If the heap usage was high, and drops enough (maybe also needs to stay low for some time period), then Oracle's JVM will release some of the pages back to the OS using madvise, so they go back to using neither RAM nor swap space. On the one hand, the JVM should avoid repeatedly releasing pages back to the OS and then page faulting them back in moments later, but on the other, it shouldn't hold on to pages forever just because it needed them for a short time.
I think the main problem with mmap'd writes is that they're blocking and synchronous.
I presume most database record writes are smaller than a page. In that case, other methods (unless you're using O_DIRECT, which ads its own difficulties) still have the kernel read a whole page of memory into the page cache before writing the selected bytes. So, unless you're using O_DIRECT for your writes, you're still triggering the exact same read-modify-write, it's just that with the file APIs you can use async I/O or use select/poll/epoll/kqueue, etc. to avoid these necessary reads from blocking your writer thread.
Is the trade off in varnish worth it? Workloads for a cache should be pretty read heavy, writes should be infrequent unless it's being filled for the first time
For the general case? No. Varnish retained it's mmap backend so you could still chose to use it if you have a load that required it.

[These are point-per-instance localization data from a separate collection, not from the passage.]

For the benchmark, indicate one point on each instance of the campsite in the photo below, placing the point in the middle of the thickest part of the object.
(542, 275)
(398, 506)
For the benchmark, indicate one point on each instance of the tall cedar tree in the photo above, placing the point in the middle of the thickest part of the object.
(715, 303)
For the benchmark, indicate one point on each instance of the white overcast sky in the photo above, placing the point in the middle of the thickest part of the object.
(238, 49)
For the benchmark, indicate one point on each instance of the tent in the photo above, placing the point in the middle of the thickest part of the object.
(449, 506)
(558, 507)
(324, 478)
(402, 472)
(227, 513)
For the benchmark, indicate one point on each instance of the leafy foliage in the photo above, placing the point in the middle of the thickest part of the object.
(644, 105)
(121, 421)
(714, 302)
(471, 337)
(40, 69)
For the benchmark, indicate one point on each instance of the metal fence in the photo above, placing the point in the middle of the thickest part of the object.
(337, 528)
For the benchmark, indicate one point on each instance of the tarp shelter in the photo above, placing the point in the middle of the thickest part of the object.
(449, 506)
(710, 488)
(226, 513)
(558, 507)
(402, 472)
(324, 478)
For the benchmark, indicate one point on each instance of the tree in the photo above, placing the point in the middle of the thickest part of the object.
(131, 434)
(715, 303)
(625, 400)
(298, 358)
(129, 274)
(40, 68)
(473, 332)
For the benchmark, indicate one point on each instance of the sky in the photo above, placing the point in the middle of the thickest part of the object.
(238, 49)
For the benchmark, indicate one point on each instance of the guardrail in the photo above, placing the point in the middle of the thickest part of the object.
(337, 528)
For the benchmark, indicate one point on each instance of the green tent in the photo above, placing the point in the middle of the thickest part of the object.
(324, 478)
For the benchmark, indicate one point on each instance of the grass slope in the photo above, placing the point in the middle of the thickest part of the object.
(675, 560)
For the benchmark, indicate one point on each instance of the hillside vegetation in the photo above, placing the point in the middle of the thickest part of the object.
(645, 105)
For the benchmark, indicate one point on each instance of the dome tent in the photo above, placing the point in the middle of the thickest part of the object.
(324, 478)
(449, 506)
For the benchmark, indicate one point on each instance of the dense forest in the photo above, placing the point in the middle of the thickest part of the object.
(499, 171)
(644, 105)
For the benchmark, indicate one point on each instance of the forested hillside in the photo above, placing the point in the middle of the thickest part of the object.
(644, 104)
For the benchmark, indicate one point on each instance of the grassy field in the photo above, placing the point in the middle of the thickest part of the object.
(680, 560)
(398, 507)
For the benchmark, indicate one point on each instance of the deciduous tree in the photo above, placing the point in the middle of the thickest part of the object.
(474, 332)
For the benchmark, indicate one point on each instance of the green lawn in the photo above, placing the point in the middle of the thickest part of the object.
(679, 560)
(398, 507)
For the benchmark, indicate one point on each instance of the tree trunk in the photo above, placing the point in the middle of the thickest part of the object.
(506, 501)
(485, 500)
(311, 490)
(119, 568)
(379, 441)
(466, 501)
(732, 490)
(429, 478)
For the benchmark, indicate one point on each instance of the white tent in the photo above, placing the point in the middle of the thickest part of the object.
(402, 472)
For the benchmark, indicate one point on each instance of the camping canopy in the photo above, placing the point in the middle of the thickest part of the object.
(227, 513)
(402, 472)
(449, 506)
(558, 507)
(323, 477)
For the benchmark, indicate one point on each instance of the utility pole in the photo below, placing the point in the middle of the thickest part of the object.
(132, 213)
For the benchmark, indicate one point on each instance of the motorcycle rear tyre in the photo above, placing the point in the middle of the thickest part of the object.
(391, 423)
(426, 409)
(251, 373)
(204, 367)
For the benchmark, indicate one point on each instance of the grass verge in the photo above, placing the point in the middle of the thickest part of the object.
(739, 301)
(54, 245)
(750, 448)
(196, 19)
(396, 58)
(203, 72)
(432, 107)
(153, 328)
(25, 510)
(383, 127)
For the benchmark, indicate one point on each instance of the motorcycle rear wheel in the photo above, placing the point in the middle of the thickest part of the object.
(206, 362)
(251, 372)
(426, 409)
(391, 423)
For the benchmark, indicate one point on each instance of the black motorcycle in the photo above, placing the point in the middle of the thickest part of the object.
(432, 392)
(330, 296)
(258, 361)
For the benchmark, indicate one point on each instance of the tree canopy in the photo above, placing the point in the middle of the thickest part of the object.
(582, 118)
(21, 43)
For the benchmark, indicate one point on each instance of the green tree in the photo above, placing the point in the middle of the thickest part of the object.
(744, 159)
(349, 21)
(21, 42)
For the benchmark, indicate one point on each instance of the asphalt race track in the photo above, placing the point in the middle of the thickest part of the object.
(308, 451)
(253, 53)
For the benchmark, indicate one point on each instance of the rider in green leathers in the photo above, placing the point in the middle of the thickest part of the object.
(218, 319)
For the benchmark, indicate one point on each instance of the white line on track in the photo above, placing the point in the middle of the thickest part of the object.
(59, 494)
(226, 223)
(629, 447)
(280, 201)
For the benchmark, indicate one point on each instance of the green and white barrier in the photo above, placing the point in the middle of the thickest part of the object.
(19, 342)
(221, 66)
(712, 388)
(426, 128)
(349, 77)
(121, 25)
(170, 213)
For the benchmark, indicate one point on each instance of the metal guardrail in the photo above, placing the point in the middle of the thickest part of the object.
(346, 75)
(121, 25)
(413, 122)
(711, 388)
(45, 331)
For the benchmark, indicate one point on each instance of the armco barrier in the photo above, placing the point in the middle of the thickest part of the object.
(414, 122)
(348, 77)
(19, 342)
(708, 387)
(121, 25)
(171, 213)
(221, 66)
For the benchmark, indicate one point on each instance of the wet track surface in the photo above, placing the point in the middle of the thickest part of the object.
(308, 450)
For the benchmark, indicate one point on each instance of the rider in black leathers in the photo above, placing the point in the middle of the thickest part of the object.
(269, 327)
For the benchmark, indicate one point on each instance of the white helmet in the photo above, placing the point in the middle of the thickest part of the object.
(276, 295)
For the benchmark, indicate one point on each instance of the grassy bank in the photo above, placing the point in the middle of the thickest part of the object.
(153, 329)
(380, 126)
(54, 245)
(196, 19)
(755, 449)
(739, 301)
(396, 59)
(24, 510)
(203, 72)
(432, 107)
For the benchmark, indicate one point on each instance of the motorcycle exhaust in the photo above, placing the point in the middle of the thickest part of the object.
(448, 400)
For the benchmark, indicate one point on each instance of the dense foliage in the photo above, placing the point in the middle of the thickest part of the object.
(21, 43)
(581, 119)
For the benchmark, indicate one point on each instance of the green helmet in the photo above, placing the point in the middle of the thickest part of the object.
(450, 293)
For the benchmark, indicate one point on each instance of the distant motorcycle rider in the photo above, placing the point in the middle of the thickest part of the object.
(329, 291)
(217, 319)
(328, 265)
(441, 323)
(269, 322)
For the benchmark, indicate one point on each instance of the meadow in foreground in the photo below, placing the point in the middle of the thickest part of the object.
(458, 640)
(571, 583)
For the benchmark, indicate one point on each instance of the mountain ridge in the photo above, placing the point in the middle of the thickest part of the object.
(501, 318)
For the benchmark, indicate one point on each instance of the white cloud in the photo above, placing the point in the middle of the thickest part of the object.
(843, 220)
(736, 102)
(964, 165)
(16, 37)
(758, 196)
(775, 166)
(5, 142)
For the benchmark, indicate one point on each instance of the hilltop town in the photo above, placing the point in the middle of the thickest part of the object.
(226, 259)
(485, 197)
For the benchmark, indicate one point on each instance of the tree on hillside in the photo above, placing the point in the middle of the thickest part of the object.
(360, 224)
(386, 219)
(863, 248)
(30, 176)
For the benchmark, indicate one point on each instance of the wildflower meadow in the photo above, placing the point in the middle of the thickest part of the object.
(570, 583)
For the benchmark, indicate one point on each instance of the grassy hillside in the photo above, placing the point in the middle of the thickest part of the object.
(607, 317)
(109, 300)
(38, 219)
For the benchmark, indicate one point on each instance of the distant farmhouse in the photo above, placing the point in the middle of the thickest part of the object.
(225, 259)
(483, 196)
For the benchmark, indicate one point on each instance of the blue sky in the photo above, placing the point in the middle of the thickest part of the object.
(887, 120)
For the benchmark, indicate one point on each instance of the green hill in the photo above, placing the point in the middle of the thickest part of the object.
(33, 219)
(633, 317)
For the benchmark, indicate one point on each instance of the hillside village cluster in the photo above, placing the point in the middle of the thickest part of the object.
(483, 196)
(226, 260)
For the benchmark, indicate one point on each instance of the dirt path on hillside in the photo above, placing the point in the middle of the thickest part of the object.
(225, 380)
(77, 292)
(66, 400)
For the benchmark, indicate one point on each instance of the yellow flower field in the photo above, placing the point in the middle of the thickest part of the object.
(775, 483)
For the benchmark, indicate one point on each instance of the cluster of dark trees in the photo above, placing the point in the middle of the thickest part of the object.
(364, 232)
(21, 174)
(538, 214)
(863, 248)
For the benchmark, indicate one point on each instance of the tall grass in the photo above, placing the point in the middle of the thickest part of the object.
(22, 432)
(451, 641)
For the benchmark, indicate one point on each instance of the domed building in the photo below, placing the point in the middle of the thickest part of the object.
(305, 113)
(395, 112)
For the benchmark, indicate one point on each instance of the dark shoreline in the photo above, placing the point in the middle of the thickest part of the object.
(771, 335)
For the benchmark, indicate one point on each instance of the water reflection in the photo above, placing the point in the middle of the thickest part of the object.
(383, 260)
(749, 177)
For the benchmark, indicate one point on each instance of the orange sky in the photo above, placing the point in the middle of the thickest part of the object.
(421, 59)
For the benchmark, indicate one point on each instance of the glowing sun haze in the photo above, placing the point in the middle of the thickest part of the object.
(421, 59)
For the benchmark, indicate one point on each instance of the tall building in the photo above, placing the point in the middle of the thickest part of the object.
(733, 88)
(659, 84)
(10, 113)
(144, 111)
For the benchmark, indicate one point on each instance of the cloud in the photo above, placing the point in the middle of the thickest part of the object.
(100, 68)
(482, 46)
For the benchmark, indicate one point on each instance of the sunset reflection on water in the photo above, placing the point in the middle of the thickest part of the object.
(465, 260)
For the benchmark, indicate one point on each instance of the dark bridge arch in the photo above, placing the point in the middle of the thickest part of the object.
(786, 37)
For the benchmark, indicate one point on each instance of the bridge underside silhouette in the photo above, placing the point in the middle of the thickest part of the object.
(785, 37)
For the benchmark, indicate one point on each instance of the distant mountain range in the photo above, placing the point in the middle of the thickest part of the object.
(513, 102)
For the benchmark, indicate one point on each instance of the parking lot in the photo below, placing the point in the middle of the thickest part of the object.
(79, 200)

For the general case, where writes are somewhat frequent and the dataset is pretty small the malloc backend was a lot more performant, once we figured out the the default implementation of malloc in Glibc was pretty shit (wrt overhead).
So for each write that isn't mapped into memory you'll trigger a read. Bad.
Early versions of Varnish Cache struggled with this and this was the reason they made a malloc-based backend instead. mmaps are great for reads, but you really shouldn't write through them.